(Vom) Dopo l'assaggio concessoci mesi fa, i Diluvio pubblicano “Senzaombrello”, tredici schegge che, correndo forsennatamente, tengono fede alla prima impressione positiva. Sberle a destra e a manca; sotto i loro colpi cade la società dei consumi così come la tanto sbandierata scena: “mille stronzate in rete e non hai ancora detto niente”.

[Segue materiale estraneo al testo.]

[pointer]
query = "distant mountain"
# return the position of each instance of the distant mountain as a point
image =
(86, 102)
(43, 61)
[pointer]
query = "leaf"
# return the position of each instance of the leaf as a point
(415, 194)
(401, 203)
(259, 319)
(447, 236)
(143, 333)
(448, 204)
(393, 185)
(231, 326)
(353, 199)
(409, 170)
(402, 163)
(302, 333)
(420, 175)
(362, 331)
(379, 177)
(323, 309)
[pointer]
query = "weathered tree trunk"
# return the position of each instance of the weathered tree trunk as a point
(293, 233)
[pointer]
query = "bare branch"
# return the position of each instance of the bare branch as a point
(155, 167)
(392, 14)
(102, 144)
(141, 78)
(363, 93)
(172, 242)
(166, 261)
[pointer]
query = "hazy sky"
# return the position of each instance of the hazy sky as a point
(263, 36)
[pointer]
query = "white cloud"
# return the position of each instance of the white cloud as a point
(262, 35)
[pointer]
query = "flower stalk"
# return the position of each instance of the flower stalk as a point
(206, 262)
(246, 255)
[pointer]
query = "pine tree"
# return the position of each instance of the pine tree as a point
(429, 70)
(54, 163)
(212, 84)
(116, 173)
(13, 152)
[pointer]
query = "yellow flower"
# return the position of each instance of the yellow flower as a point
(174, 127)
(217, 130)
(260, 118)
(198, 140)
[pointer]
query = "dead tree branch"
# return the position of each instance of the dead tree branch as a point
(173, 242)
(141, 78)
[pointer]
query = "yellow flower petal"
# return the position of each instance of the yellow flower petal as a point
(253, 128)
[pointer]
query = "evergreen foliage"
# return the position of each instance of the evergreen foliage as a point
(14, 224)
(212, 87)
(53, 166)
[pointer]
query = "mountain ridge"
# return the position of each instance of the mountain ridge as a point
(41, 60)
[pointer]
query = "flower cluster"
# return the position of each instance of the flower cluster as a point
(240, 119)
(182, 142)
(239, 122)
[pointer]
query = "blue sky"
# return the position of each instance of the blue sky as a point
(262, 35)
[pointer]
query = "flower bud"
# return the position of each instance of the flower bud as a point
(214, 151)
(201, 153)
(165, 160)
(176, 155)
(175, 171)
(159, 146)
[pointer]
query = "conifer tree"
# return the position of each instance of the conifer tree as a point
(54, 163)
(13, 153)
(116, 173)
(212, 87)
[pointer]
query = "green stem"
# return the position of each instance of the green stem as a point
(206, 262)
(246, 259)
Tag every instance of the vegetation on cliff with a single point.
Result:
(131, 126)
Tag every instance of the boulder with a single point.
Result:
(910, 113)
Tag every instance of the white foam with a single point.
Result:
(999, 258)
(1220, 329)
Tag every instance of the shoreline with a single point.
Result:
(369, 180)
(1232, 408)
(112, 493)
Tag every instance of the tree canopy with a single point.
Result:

Davanti a dischi del genere è doveroso parlare di due differenti piani di lettura. Da una parte quello che necessariamente entra in collisione con le orecchie ed i muscoli dell’ascoltatore, la musica e l’impatto che ne consegue, la potenza dell’insieme o l’abilità compositiva, la sintonia d’intenti che traspare dai testi. Dall’altra l’humus dal quale questa orchestrazione sonora fiorisce, l’intenzionale presa di posizione etica e politica in senso lato. I modi, il vocabolario, i costrutti scelti in funzione di un’idea, costruttiva o distruttiva essa sia. Questo è da sempre il plus valore che fa sì che anche opere non strettamente memorabili assumano, grazie al loro complesso sistema di significati, un peso che è d’obbligo caricarsi sulle spalle. Tocca a noi dare supporto, prenderci carico di un messaggio ai più scomodo, che nella fattispecie utilizza l’hardcore cupo e rancoroso come veicolo. Da questo punto di vista l’album dei Diluvio ha un peso specifico a cui molte formazioni hc/punk nostrane dovrebbero tendere, lontano dagli slogan di certa destra, certa sinistra, certo centro, certo anarchismo, certo qualunquismo. La bandiera issata è quella del riscatto attraverso l’insofferenza e l’odio, parola che perfettamente pone il sigillo in chiusura.
Se cercate semplice musica che vi rimanga impressa sconvolgendovi la vita, questo scroscio di tupatupa non fa per voi. Se invece desiderate un monolite che assorba la luce senza rifletterla e che faccia da colonna sonora al vostro malcontento, allora non attendete oltre e scucite gli euro.
In fondo, come i Colle Der Fomento, i Diluvio “flippano solo hardcore”.